9 After her first bath, Blanche asks Stanley to help her dress while “fishing for a compliment” about her looks (278). Immediately after their first argument, she tells Stella, “I called him a little boy and laughed and flirted. Yes, I was flirting with your husband” (285). She later exclaims to Stella, “[T]he only way to live with such a man is to—go to bed with him! And that’s your job—not mine!” (319).
10 I am grateful to Mark Dahlquist for calling my attention to the connection between this flashback and Blanche’s occupation.
11 Hagen was Jessica Tandy’s understudy in New York and briefly played Blanche in 1948.
12 Robeson has the distinction of being the first African American to play Othello in an otherwise all-white cast.
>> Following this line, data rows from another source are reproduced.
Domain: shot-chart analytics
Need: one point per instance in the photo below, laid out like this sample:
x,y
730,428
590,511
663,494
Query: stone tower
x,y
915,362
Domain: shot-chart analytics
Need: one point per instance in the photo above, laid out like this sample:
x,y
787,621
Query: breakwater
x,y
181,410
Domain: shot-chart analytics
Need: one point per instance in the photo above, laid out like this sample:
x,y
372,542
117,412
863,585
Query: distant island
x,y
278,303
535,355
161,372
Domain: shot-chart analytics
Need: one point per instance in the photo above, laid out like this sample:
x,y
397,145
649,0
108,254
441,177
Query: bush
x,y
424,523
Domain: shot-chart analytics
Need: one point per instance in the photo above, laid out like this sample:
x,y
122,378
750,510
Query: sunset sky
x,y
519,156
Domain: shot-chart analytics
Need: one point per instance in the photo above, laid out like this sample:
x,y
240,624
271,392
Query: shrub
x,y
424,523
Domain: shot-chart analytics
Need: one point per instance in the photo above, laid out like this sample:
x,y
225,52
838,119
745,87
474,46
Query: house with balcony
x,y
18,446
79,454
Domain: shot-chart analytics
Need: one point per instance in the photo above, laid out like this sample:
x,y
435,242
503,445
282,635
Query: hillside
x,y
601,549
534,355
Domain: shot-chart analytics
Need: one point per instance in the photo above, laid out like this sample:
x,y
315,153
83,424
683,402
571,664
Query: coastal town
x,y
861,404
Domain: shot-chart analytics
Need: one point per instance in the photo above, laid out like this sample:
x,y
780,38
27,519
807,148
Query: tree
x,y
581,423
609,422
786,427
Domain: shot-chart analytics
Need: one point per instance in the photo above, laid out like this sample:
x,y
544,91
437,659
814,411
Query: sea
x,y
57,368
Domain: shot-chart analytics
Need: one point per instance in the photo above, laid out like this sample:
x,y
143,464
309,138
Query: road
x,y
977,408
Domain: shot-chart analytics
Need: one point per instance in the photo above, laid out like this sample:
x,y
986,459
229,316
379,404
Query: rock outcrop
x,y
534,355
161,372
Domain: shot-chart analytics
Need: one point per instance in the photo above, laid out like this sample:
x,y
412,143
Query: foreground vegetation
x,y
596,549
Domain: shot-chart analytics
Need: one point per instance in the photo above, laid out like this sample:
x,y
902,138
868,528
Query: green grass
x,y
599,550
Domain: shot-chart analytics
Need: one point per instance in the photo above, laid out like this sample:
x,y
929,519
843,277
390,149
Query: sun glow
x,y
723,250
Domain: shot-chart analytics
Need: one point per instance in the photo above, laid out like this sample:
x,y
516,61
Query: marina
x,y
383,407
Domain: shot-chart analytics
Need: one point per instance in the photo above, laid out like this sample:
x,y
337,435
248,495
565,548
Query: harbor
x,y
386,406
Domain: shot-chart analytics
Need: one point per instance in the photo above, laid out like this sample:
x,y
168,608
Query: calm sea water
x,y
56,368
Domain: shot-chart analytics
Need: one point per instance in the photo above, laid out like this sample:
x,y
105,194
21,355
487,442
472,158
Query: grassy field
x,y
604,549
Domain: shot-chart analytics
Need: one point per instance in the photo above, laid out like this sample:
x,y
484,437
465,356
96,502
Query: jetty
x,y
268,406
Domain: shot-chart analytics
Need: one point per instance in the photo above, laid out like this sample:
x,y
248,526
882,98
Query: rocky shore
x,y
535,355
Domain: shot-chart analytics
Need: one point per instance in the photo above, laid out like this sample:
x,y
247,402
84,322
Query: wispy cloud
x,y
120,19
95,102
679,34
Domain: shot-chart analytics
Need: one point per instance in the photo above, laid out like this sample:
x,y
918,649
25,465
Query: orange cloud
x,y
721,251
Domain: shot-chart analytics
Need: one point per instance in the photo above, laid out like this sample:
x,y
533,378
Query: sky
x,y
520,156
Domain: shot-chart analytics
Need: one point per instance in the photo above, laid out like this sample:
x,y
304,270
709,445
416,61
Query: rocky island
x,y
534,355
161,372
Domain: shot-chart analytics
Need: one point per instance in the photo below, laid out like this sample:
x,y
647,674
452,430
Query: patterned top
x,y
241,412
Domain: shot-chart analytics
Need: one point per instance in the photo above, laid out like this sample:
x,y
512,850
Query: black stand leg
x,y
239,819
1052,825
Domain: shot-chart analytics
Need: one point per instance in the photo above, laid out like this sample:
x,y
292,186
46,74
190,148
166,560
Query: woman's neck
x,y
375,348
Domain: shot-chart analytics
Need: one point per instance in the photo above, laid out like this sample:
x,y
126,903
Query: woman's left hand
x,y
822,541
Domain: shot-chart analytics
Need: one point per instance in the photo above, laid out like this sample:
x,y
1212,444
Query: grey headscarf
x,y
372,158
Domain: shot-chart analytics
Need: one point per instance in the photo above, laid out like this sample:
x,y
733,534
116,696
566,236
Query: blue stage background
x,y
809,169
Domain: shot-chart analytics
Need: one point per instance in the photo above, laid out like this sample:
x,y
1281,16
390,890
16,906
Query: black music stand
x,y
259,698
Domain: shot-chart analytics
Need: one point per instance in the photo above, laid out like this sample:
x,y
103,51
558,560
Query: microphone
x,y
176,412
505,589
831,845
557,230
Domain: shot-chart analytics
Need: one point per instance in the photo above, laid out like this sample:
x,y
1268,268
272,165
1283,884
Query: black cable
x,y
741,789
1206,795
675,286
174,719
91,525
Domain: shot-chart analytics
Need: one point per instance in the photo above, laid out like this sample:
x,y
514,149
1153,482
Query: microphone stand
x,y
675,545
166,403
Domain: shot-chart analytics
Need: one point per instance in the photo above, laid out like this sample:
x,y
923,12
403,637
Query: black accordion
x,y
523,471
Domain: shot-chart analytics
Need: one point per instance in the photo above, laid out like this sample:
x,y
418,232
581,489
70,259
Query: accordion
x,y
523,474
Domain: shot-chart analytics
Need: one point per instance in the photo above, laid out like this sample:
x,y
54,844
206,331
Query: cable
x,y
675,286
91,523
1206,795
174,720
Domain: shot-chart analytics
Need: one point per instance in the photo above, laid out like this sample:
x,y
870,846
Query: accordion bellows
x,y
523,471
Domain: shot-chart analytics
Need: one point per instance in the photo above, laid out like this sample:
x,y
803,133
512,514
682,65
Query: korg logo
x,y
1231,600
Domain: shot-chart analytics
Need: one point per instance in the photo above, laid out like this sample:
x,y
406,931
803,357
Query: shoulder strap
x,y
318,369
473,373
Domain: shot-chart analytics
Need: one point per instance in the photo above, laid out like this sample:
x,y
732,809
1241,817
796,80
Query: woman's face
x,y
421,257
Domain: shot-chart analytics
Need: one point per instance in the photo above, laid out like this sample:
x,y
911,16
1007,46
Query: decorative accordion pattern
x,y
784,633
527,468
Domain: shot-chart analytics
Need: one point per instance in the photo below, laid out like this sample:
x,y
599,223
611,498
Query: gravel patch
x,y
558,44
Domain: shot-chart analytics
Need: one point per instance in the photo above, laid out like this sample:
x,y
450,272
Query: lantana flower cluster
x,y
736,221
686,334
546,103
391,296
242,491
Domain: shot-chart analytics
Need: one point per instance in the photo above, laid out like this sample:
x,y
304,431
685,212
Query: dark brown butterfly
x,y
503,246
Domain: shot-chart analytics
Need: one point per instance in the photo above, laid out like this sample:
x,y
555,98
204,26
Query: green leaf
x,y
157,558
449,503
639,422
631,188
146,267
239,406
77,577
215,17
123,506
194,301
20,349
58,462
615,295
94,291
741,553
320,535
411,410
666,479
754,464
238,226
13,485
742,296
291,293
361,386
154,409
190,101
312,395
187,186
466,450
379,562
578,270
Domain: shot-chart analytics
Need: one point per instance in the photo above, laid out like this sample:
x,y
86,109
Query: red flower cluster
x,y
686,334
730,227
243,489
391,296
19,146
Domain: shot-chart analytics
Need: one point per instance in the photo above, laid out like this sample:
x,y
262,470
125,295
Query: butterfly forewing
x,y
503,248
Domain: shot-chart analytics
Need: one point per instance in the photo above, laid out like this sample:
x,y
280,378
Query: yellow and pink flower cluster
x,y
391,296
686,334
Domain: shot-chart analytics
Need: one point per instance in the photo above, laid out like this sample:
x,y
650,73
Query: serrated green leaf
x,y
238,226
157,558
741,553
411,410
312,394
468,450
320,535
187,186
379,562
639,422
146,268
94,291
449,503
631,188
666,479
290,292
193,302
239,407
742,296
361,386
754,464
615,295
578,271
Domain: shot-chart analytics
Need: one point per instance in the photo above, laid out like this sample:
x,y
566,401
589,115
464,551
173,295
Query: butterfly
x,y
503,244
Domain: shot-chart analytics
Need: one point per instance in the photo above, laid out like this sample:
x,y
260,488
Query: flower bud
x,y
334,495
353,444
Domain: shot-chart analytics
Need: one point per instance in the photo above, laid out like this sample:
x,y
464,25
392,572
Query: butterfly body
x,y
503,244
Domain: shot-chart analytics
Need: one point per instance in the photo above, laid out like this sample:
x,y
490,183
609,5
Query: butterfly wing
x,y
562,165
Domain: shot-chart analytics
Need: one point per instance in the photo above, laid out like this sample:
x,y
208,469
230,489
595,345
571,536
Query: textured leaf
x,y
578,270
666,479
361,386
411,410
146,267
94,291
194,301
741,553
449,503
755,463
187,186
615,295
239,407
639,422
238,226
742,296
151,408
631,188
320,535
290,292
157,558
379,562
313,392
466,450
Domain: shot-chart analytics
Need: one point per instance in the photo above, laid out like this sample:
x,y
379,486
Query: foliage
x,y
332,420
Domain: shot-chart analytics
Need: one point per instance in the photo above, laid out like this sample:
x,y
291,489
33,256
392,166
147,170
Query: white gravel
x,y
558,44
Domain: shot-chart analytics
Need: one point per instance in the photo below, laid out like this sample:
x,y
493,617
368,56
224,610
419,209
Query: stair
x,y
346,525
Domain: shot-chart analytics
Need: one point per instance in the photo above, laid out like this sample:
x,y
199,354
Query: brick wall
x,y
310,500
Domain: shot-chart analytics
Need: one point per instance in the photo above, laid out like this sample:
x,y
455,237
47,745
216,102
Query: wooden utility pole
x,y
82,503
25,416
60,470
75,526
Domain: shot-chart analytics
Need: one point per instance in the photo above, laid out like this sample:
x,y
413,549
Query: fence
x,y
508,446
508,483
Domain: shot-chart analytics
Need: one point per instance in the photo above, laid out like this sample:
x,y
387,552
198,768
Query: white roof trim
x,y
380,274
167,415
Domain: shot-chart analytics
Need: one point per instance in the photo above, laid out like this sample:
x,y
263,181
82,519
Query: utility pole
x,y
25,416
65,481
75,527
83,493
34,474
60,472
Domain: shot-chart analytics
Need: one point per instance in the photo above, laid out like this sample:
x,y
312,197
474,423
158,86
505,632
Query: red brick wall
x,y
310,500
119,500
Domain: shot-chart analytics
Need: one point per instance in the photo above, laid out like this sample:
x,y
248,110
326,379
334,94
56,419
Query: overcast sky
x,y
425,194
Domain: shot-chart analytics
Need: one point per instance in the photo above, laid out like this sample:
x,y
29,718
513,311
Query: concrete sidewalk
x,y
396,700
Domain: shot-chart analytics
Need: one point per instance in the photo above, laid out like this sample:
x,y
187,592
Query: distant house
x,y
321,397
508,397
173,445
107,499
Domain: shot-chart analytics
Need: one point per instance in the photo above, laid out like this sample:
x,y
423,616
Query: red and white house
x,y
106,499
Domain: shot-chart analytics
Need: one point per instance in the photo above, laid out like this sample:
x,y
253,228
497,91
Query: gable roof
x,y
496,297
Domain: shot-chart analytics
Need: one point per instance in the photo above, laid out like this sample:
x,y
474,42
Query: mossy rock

13 Webster’s Othello premiered at the Shubert Theatre on 19 October 1943 and ran for 296 performances. It remains the longest-running Shakespeare production ever on Broadway. Webster’s Battle of Angels, however, had a short run, and when the twenty-nine-year-old Williams heard of the play’s closing, he told Webster, “Oh, but you can’t do that! Why, I put my heart in this play.” Webster, an Englishwoman known primarily for her Shakespeare productions, replied with a bit of advice from Othello: “You must not wear your heart on your sleeve for daws to peck at” (qtd. in Barranger 116). Edith King, who played Beulah Cartwright in Battle of Angels, was cast as Bianca for Webster’s Othello.
14 Ellen Terry (1847–1928) was an English actor who famously played Desdemona and many other Shakespearean heroines throughout her long career.
15 Scholars routinely cite Anton Chekhov’s The Cherry Orchard as one of Williams’s favorite dramas and the one that most influenced his work. See Gilbert Debusscher’s “Creative Rewriting” and Drewey Wayne Gunn’s “‘More Than Just a Little Chekhovian.’”
16 Ben Saunders claims that interracial sex was as great a transgression in Renaissance England as homosexuality and adultery and that Desdemona and Othello’s marriage would have been considered “sodomitical” (151).
17 The well-known pink dust jacket portrays three simply drawn, stick-like characters. The two solid white female characters dangle beneath the arms of the much larger black male character, almost like marionettes.